The height of gold takes a break, is still on the way to achieve a weekly weekly progress in a row


  • Gold reaches its highest level at $ 2,954 amid uncertainty in trade policy.
  • Trump expands the definitions to include wood and soft commodities, which increases market anxiety.
  • American data is mixed: Industrial Procurement Manager Index is improving, but the Servant Procurement Manager Index decreases.

The price of gold was late on Friday, heading to end the week positively, achieving eight consecutive weeks of gains that paid the yellow metal to the highest level ever at $ 2,954. At the time of writing this report, the Xau/USD pair is traded at $ 2,940, a decrease of 0.15%.

The narration has not changed in financial markets, as US President Donald Trump continues his speech on definitions. In addition to imposing 25% definitions on cars, medicines and chips, Trump has expanded the fees for wood and other soft goods.
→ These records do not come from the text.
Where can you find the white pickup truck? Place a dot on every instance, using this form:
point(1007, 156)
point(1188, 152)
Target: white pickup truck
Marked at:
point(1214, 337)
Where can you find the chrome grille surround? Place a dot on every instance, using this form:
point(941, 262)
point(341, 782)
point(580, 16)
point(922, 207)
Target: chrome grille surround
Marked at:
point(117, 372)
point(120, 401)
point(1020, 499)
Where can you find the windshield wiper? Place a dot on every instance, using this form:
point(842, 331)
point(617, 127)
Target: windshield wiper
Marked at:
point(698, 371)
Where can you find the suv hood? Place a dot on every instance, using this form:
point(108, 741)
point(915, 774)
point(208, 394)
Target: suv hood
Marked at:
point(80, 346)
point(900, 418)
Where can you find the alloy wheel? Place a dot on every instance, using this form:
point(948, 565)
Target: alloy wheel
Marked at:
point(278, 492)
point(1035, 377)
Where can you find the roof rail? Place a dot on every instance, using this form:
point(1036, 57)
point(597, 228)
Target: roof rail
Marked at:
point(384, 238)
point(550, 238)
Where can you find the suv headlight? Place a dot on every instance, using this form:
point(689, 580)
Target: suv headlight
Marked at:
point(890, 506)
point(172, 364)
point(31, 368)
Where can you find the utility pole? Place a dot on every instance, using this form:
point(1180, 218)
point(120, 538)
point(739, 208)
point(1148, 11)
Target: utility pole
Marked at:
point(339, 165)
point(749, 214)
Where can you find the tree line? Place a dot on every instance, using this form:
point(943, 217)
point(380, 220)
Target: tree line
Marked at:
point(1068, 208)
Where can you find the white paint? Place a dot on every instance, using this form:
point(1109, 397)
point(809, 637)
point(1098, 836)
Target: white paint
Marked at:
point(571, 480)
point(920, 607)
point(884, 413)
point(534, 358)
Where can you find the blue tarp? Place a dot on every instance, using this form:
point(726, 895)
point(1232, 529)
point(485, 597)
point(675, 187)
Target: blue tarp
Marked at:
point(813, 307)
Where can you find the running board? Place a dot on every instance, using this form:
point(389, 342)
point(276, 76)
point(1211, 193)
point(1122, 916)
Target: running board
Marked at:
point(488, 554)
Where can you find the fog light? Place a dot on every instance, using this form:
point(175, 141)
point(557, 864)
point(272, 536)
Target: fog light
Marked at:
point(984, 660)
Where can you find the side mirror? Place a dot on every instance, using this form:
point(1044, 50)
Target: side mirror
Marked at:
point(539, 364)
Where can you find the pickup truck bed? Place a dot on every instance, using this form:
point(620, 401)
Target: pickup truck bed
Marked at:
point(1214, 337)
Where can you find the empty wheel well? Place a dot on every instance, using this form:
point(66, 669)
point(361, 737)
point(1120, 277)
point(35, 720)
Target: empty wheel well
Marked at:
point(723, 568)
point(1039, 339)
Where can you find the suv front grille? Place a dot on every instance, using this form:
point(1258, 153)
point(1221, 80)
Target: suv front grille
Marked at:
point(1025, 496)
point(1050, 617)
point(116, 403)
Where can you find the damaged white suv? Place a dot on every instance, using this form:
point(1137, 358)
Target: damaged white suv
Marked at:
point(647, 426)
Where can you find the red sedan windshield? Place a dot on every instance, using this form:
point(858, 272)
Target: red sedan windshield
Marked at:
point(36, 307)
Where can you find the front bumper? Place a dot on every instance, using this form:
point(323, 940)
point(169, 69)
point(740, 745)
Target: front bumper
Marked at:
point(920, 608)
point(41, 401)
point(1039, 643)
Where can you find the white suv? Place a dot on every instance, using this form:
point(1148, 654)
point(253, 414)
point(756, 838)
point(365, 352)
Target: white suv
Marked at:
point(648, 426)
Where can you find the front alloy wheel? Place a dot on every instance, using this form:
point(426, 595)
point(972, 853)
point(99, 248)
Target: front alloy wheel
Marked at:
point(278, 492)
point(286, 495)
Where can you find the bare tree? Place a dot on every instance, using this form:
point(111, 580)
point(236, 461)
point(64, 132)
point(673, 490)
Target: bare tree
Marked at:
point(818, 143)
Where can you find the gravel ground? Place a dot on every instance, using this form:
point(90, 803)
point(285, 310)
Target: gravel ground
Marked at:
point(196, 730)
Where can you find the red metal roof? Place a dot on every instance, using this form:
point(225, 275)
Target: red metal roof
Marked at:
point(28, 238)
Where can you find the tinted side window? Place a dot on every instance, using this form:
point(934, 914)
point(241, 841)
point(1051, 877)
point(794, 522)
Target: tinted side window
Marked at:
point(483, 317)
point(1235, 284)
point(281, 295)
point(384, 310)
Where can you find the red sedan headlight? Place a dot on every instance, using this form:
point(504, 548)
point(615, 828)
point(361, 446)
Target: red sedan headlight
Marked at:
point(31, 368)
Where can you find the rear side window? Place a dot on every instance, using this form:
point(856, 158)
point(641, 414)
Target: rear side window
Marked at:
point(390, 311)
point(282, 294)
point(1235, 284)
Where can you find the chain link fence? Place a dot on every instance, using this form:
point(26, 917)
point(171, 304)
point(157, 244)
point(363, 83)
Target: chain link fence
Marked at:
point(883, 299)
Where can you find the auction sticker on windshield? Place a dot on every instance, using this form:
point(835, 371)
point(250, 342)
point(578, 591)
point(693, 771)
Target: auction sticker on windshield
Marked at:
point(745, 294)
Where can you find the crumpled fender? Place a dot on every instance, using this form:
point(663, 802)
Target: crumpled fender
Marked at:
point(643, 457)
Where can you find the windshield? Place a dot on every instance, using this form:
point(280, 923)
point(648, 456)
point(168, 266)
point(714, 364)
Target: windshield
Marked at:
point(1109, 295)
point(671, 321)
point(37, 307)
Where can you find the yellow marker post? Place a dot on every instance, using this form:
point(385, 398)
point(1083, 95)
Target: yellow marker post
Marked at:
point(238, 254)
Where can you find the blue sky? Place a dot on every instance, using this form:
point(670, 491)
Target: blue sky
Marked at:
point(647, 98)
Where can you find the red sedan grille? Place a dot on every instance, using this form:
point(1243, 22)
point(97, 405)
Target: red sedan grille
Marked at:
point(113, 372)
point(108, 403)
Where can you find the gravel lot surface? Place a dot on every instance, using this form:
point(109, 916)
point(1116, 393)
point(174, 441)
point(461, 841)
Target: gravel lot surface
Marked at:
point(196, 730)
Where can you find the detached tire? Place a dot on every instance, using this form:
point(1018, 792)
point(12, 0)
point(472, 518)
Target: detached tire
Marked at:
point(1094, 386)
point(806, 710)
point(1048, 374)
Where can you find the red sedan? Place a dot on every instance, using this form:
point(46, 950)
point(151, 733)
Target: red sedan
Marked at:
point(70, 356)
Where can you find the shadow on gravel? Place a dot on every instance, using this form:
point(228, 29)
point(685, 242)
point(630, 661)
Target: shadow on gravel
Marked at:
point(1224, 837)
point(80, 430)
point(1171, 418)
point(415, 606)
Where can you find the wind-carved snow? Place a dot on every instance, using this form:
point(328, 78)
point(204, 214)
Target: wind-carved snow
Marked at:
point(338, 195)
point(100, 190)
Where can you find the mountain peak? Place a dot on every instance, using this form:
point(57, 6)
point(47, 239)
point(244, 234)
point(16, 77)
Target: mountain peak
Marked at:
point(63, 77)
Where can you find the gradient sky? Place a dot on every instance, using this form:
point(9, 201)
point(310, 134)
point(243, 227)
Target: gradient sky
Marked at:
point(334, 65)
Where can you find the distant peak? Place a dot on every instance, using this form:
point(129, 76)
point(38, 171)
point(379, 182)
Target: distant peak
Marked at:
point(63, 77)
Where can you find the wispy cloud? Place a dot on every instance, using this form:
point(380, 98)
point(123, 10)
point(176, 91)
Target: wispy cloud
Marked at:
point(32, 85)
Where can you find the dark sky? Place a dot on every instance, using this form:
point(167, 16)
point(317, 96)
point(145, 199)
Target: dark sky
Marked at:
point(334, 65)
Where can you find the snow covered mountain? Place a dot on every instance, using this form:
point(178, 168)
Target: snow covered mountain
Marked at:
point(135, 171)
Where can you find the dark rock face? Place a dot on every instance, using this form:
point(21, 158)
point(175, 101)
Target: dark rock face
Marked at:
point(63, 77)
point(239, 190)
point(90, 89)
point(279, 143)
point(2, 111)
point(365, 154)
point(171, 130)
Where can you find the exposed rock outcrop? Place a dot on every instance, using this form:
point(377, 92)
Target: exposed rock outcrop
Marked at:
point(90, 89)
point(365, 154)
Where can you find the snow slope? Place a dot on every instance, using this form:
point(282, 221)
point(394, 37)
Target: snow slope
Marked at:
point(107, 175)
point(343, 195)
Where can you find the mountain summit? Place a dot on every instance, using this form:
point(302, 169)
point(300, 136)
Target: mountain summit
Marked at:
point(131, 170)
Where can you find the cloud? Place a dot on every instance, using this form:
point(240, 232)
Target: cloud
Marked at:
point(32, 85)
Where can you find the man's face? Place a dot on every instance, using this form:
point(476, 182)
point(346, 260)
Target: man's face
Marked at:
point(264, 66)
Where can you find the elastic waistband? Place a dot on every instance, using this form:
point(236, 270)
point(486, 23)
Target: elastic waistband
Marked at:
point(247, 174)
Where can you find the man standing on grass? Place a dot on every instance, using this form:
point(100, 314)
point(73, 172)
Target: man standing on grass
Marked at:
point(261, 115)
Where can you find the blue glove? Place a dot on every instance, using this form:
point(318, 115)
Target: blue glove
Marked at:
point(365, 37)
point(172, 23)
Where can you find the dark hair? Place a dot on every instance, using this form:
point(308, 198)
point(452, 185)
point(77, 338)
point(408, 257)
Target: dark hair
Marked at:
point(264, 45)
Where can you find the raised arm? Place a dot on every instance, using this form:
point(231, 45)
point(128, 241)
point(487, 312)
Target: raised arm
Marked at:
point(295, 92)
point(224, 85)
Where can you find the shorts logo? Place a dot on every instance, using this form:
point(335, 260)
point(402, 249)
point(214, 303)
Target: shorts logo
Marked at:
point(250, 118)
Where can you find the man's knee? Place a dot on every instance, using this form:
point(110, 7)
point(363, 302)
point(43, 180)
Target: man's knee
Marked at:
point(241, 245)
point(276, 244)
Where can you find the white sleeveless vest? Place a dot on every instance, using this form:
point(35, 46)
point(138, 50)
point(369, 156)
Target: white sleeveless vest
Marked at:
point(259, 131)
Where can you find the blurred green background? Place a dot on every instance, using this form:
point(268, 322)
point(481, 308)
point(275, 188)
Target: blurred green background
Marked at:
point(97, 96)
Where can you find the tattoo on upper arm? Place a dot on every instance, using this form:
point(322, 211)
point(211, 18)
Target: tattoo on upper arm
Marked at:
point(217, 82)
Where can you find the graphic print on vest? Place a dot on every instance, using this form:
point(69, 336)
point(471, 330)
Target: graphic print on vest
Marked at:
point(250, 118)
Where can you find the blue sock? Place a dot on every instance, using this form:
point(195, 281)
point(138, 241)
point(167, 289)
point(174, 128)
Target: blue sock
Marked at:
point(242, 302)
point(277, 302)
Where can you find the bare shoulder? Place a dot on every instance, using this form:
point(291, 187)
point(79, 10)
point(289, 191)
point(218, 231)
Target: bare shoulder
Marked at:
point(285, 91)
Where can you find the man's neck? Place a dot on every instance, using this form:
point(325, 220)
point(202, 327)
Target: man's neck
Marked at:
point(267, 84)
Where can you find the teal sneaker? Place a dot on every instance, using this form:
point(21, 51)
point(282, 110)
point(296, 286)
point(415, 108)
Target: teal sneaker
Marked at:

This led to an increase in alloys, as investors looking for safety prompted prices up, amid uncertainty about American trade policies. Meanwhile, the geopolitics took a secondary seat as there was some progress in discussions to end the war between Russia and Ukraine, which reduced the pressure on the markets.

In terms of data, commercial activities in the United States were mixed. The manufacturing of manufacturing directors. On the contrary, the Servant Procurement Manager Index decreased for the first time since January 2023.

Other data showed that existing house sales decreased, and that the final reading of the consumer morale from the University of Michigan for the month of February has deteriorated more.

Daily market engines: The price of gold fails to take advantage of the low returns of the United States

  • The return of US Treasury bonds for 10 years decreases by nine basis points (BPS) and up to 4.416%.

  • The real American returns, which are linked to the price of alloys, decrease by four points to 1.996%, which is a favorable wind of alloys.
  • The US company S& Plobal revealed that the manufacturing manufacturers index in February expanded to 51.6, up from 51.2, exceeding expectations. While the Servant Procurement Manager Index decreased from 52.9 to 49.7.
  • The consumer confidence index from Michigan University decreased in February 71.1 to 64.7. The inflation forecast for American consumers increased for one year from 3.3% to 4.3% as expected, and for five years, installed at 3.5%, high from 3.2% that was disclosed in the previous month.
  • The minutes of the Federal Reserve meeting revealed on Wednesday that Trump’s commercial and immigration policies raised concerns about high prices.
  • The World Gold Council revealed that the purchases of central banks increased by more than 54% year on an annual basis to 333 tons after Trump’s victory.
  • Federal funds are valid 50 basis points of facilitation from the Federal Reserve in 2025.

Technical expectations for the gold/dollar pair/USD: The price of gold faces resistance and retreat

The price of gold remains touched towards height, but the trend seems to be exhausted. The RSI Index indicates that buyers lose the land as the relative power index comes out of the purchasing saturation area, which opens the door for a decrease in alloys.

The first main support zone to be seen is $ 2,900. Once it exceeds, sellers will target the lowest level on February 14 at $ 2,877, followed by the lowest daily level on February 12 at $ 2,864. On the contrary, if the Xau/USD pair rises above $ 2,954, the first resistance will be $ 2,950, followed by $ 3,000.